L’Appréhension américaine par Dana Munro (1906-1981)

Un extrait d’Intervention and Dollar Diplomacy in the Caribbean, 1900-1921 /Intervention et diplomatie de dollar dans les Caraïbes, 1900-1921 (1964) de Munro. Munro fut une diplomate américaine de service en Haïti, au Nicaragua et au Chili. Plus tard,  elle enseigna l’Histoire à l’Université de Princeton.

L’idée principale qui inspira la politique caribéenne des États-Unis dans les deux premières décennies du 20ème siècle fut le Corollaire Théodore Roosevelt à la Doctrine de Monroe : les États-Unis, s’ils voulaient prévenir l’intervention européenne, devraient aider les républiques de la Caraïbe à en finir avec la mauvaise gestion  financière et le désordre chronique qui appelaient l’intervention. Cette idée n’était pas totalement nouvelle, car plusieurs hommes d’état et écrivains en Europe et aux États-Unis avaient suggéré que les États-Unis ne pourraient pas maintenir la Doctrine de Monroe sans assumer une certaine responsabilité dans les actions des États qu’elle protégeait. Le Corollaire lui-même fut annoncé par l’Amendement Platt, qui cherchait à s’assurer que l’indépendance de Cuba ne serait pas menacée par son incapacité à protéger les étrangers et à s’acquitter de ses dettes. Cuba cependant, était un cas exceptionnel. Ce ne fut qu’après l’embargo anglo-germanique du Venezuela en 1902-1903 que le Corollaire fit partie de la politique générale du gouvernement américain dans la Caraïbe.
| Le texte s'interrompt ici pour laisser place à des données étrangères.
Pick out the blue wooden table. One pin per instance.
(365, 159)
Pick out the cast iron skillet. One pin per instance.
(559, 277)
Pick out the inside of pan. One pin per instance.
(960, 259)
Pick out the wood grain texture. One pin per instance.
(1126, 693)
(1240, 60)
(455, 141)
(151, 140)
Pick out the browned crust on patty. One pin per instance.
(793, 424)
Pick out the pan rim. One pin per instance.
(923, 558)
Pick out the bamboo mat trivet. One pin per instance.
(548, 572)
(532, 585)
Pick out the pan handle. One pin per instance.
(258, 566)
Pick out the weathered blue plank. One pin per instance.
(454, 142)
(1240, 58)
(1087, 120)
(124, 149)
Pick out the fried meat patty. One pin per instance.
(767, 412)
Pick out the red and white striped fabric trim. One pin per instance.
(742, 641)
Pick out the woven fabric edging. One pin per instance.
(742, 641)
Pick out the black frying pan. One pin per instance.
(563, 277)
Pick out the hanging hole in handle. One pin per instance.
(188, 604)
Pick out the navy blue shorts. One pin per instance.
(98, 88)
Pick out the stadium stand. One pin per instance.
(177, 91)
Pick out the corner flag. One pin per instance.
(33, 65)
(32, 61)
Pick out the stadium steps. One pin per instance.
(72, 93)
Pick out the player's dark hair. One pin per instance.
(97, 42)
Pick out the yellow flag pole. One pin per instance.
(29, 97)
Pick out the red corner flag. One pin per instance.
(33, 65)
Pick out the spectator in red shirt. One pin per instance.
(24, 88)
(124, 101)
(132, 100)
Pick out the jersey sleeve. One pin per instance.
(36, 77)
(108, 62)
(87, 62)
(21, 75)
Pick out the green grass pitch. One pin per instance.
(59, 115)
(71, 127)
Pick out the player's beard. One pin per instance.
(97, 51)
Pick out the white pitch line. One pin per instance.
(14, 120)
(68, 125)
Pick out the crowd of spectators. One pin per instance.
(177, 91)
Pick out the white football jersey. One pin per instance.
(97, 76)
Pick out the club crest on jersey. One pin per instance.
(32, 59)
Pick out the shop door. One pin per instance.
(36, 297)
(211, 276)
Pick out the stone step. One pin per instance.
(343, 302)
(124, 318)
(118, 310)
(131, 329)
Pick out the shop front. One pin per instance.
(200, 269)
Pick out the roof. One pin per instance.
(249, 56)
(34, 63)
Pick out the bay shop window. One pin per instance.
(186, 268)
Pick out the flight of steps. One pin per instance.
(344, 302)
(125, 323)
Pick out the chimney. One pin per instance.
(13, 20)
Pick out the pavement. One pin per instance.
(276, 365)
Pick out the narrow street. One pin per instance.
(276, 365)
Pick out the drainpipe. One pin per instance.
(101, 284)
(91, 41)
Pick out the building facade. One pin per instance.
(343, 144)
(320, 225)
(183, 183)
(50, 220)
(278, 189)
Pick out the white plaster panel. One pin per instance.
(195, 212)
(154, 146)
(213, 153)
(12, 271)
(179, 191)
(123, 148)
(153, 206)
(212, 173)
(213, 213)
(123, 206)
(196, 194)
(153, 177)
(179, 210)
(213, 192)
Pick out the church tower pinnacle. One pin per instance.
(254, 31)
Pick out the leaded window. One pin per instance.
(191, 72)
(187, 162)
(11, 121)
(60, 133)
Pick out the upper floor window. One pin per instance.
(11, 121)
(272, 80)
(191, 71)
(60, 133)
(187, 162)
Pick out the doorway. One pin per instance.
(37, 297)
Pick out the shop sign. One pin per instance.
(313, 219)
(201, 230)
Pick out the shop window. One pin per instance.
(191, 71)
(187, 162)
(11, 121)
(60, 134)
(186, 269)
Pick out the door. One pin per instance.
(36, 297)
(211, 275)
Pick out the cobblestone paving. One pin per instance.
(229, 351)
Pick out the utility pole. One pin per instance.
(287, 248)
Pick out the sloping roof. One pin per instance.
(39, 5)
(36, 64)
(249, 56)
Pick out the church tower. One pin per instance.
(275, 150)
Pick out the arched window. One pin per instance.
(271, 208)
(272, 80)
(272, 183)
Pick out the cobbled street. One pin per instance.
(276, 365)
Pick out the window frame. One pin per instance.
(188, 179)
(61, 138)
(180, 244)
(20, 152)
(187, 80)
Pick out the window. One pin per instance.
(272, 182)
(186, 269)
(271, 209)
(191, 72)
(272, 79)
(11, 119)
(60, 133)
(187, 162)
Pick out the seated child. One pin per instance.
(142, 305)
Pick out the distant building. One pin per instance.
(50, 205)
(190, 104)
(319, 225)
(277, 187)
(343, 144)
Les intérêts français et allemands étaient toujours plus puissants en Haïti que dans n’importe quel autre état caribéen. Les Français étaient les plus grands créanciers de la république et les meilleurs clients pour ses exportations, et la Banque Nationale, dans laquelle les Français traitaient en égal les directeurs américains, était constamment impliquée dans la politique car le gouvernement devait recourir à la banque pour équilibrer le budget. Les Allemands possédaient les services publics les plus importants, et les lignes maritimes allemandes transportaient la majorité du commerce du pays. Les commerçants allemands locaux avaient beaucoup d’influence politique parce que dans la plupart des cas,  c’étaient eux qui finançaient les révolutions. La préoccupation du Département d’Etat au sujet des activités européennes était encore plus grande car les gouvernements français et allemand manifestaient un intérêt plutôt particulier dans les affaires haïtiennes et contrecarraient les efforts des États-Unis pour augmenter leur propre influence.

L’Allemagne était soupçonnée de vouloir obtenir une base navale ou un poste de ravitaillement en combustible en Haïti. Puisque sa marine, sans de telles installations, était dans une position désavantagée par rapport à celles des puissances qui avaient des colonies dans la Caraïbe, ce désir n’était pas déraisonnable, mais les autorités navales à Washington pensèrent qu’une grande provision de carburant, n’importe où dans les Caraïbes, constituerait une menace pour les États-Unis. Le Département d’Etat  s’était opposé en 1910 et 1912 aux efforts des compagnies maritimes françaises et allemandes d’obtenir des concessions pour des dépôts de carburant en Haïti, et il était bien entendu spécialement sensible à tout projet qui semblait inclure le Môle St. Nicolas. Les rumeurs et les rapports de tels projets provoquaient un malaise de temps en temps.